Consumers began a massive home renovation crusade to build decks, fences and other backyard projects. Demand for lumber exploded; sales at big-box stores spiked. At the same time, demand for flat metal, the kind used by metal and steel pole barn builders and bin makers, spiked.

At pole barn building companies like FBi, orders in spring 2020 dropped temporarily, and then “flipped like a light switch,” Neihouser says. “By late summer and early fall, you couldn’t get treated lumber due to the big demand. We started having much higher sales, and that pace was sustained through Q1 of this year.”

In October 2019, futures prices for random-length lumber were about $363 per 1,000 board feet; as of early June, that price was up 317%, notes Mark Billstrom, president at Lester Building Systems LLC. “In my eight years at Lester, this is unheard of,” he says. But demand — so far — trumps price in this market.

“If a client really wants a building, they are not going to go without,” he says. “They will find a way to pay for it. Right now, money is still cheap.”

Billstrom says his company was down 5% to 10% capacity over the course of the last year, as it guardedly followed COVID-19 protocols. It is now focusing on getting workers back into offices.

“We were very cautious,” Billstrom says. “We couldn’t afford to have a facility go down, so people with symptoms had to stay home.”

The situation was worse in sawmills, forced to cut output due to strict worker quarantine policies. “Some plants were down altogether for 14 days at a time,” he says.

Canada reduced exports to the U.S., not only due to the pandemic but also as part of an ongoing trade dispute.

“In sawmills and steel mills, for a couple weeks at a time, some portion of your labor force had to stay home, so of course that impacts how much you can produce,” Neihouser says. “Border crossing and labor availability really hurt supply capacity for both lumber and steel.

“With demand going through the roof at the same time supply was constricted, it was a perfect storm — and that skies the prices,” he says.

The story is similar for grain bins. South Dakota farmer Tom Davis ordered a new grain bin just before prices increased last fall and expects delivery in July. Another bin builder told him this spring that prices had gone up 21% since November, and that “they weren’t sure they would have the steel to get it done.”

Inflation triggers

As workers get vaccinated and return to the office, a big question remains: Will they go back to former spending habits?

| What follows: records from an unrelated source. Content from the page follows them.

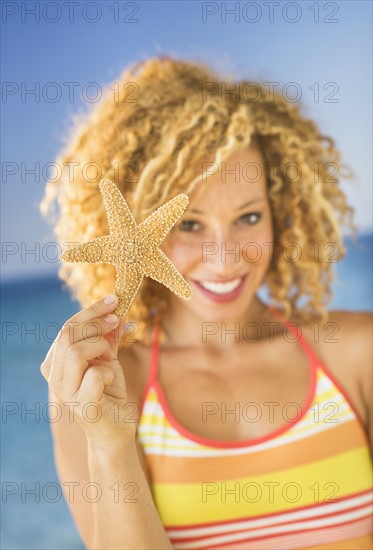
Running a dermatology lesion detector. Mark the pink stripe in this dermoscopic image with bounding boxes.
[164,489,373,531]
[171,504,372,543]
[171,514,373,550]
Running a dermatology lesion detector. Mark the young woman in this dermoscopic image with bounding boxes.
[41,57,372,550]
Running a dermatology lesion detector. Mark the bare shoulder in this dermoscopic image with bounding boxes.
[302,310,373,450]
[302,310,373,376]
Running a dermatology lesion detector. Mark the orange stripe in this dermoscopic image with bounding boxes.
[145,420,366,483]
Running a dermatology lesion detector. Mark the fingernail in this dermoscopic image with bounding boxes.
[105,315,119,325]
[104,294,117,306]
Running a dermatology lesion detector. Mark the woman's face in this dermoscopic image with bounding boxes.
[162,147,273,321]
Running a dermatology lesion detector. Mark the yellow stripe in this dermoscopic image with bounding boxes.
[153,447,372,526]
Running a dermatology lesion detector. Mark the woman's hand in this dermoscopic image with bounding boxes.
[40,295,136,449]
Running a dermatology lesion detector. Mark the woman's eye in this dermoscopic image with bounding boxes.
[178,220,199,231]
[240,212,262,225]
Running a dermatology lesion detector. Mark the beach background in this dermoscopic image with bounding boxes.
[1,233,372,550]
[0,0,372,550]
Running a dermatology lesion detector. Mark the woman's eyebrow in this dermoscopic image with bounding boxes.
[186,197,265,214]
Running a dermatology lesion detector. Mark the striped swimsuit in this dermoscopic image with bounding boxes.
[137,314,373,550]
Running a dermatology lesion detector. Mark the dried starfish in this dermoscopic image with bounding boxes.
[60,180,192,318]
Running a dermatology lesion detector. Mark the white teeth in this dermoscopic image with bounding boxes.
[200,277,242,294]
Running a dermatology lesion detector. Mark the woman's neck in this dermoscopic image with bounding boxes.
[160,296,270,349]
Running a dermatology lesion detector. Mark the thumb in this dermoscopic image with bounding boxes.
[106,317,127,359]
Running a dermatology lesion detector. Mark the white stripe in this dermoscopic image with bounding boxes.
[139,415,354,457]
[169,505,371,550]
[167,492,373,539]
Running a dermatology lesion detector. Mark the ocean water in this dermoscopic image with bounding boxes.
[0,234,372,550]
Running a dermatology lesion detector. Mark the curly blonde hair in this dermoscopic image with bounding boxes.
[40,56,356,350]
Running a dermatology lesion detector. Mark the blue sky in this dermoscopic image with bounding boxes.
[1,0,372,278]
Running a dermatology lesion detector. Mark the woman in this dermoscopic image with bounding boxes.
[41,57,372,550]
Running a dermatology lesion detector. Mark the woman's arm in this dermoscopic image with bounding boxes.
[88,444,172,550]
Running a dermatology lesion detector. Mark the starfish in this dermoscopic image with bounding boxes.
[60,180,192,318]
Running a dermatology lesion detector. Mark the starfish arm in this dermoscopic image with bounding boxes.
[100,180,136,239]
[138,194,189,246]
[60,236,113,264]
[114,262,144,318]
[143,248,192,300]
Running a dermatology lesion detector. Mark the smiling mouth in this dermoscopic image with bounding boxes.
[194,275,246,296]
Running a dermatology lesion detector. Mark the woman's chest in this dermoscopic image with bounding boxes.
[158,340,314,441]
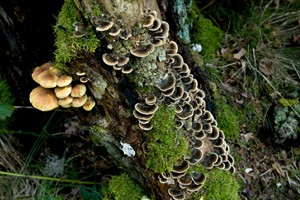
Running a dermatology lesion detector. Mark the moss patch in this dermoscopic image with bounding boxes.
[215,93,243,139]
[199,168,240,200]
[54,0,100,67]
[188,2,223,58]
[108,174,145,200]
[146,105,188,173]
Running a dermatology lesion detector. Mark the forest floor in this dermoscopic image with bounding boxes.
[0,1,300,200]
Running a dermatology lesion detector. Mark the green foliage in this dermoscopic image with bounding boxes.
[188,2,223,58]
[54,0,99,67]
[215,93,242,139]
[203,168,240,200]
[274,100,300,143]
[80,186,102,200]
[146,105,188,172]
[0,77,14,132]
[108,174,145,200]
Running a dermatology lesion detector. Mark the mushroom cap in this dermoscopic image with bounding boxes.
[143,15,155,28]
[57,75,73,87]
[122,65,133,74]
[130,43,154,58]
[155,21,170,38]
[58,96,73,107]
[71,83,86,97]
[29,86,59,111]
[157,72,176,91]
[139,122,153,131]
[134,103,158,115]
[149,18,161,31]
[82,99,96,111]
[172,160,190,173]
[36,70,59,88]
[192,172,206,185]
[54,85,72,99]
[145,94,156,106]
[71,94,87,108]
[102,53,118,66]
[96,21,114,31]
[31,62,52,82]
[118,57,129,67]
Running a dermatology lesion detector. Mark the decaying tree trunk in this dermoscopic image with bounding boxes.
[27,0,234,199]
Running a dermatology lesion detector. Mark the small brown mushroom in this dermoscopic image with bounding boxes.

“If they take the money they were spending on homes and shift it back to travel, that will put downward pressure on lumber prices,” notes Jason Henderson, ag economist at Purdue University. “But we could also see a permanent shift to stay-cations and home improvements. No one knows the answer yet. It all comes down to what consumers start doing now.”

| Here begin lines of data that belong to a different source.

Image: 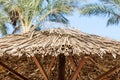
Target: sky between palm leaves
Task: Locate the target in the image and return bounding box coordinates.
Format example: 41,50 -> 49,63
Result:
1,0 -> 120,40
69,0 -> 120,40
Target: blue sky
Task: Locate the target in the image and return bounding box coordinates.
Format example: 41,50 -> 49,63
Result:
68,12 -> 120,40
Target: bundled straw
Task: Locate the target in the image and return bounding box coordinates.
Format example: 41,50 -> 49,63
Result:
0,28 -> 120,57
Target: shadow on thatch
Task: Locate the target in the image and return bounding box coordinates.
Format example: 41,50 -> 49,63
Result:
0,28 -> 120,57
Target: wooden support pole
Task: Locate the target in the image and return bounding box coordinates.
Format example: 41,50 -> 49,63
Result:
58,54 -> 66,80
72,56 -> 87,80
33,56 -> 48,80
95,66 -> 120,80
0,61 -> 28,80
69,55 -> 81,79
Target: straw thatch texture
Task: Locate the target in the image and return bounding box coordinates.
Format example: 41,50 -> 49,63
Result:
0,28 -> 120,57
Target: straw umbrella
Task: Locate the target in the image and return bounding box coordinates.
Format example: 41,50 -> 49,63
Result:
0,28 -> 120,80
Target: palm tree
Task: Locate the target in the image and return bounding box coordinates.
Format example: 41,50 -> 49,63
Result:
80,0 -> 120,25
0,0 -> 78,34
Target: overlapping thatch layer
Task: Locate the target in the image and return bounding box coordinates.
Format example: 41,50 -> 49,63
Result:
0,28 -> 120,57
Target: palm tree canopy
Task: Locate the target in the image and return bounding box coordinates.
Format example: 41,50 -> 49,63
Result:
80,0 -> 120,25
0,28 -> 120,57
0,0 -> 78,33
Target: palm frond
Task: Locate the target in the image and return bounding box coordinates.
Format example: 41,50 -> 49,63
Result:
80,4 -> 116,16
107,15 -> 120,26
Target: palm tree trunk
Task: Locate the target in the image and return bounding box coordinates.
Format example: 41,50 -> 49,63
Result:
58,54 -> 66,80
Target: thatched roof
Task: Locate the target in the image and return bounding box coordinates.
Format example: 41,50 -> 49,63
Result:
0,28 -> 120,57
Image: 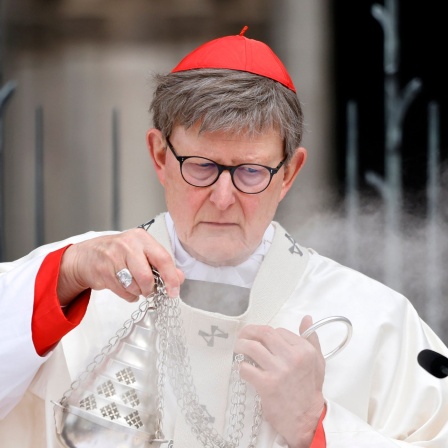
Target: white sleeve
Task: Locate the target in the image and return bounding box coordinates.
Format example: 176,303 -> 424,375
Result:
0,232 -> 114,419
0,255 -> 52,419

And that could depend largely on interest rates. Federal Reserve Chairman Jerome Powell noted in March that the recovering economy would likely trigger inflation, but that it would be temporary, not long term. That’s an important distinction because long-term inflation could force the Fed to raise interest rates, as it has in the past to combat inflation.

In a MarketWatch interview, Boston Fed Reserve President Eric Rosengren said the inflation spike would be as temporary as the toilet paper shortage last year.

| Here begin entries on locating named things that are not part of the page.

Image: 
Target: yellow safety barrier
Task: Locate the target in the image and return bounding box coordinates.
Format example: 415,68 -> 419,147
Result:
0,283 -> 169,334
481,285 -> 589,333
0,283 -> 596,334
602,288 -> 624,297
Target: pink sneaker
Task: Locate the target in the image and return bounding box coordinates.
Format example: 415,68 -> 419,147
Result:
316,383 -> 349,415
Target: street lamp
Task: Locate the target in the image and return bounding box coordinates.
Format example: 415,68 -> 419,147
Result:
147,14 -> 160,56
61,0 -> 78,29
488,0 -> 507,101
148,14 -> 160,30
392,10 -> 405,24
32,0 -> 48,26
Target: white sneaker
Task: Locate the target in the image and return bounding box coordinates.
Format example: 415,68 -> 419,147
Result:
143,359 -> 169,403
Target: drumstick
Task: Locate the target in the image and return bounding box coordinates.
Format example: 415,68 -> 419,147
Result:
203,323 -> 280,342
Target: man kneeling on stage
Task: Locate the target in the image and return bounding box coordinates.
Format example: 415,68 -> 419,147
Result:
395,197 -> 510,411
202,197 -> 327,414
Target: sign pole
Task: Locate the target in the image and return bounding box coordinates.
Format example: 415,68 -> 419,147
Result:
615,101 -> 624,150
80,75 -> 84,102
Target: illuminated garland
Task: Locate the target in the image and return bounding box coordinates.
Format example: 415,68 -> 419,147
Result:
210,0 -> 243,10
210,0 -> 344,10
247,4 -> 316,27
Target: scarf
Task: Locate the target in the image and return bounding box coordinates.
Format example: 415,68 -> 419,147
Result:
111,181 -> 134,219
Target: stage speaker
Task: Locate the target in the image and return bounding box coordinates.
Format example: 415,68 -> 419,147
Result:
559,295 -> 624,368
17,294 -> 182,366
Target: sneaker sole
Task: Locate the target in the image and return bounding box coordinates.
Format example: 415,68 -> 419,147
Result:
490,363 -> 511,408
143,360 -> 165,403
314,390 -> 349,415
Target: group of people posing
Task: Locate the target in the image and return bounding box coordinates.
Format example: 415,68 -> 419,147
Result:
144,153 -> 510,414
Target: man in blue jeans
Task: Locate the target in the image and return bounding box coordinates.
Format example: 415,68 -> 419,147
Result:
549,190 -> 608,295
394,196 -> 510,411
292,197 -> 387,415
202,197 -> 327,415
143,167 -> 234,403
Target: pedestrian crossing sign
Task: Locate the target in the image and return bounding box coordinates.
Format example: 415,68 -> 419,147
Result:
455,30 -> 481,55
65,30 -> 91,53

But inflation is also a result of monetary policy related to pandemic relief. “You have the federal government pushing out lots of money, and you have the Federal Reserve providing low interest rates,” Henderson notes. “That has sparked large expenditures in housing and equipment because you can lock in cheap rates for those durable assets.

“So, in addition to supply demand shifts, you have this monetary policy that puts a little lighter fluid on top of this phenomenal fire,” he adds. “Monetary tools are stimulating and sparking demand; that puts pressure on existing supplies and creates a real market phenomenon.”

Meanwhile, Davis will work out of his 1990-era equipment shed for at least another year.

“Machinery has gotten bigger, and we’re no longer able to get anything in there to work on it,” he says. “In the wintertime when we most need the shop for downtime repairs, we’re using all our heated buildings for livestock equipment.

“We need a bigger space to work on cropping equipment.”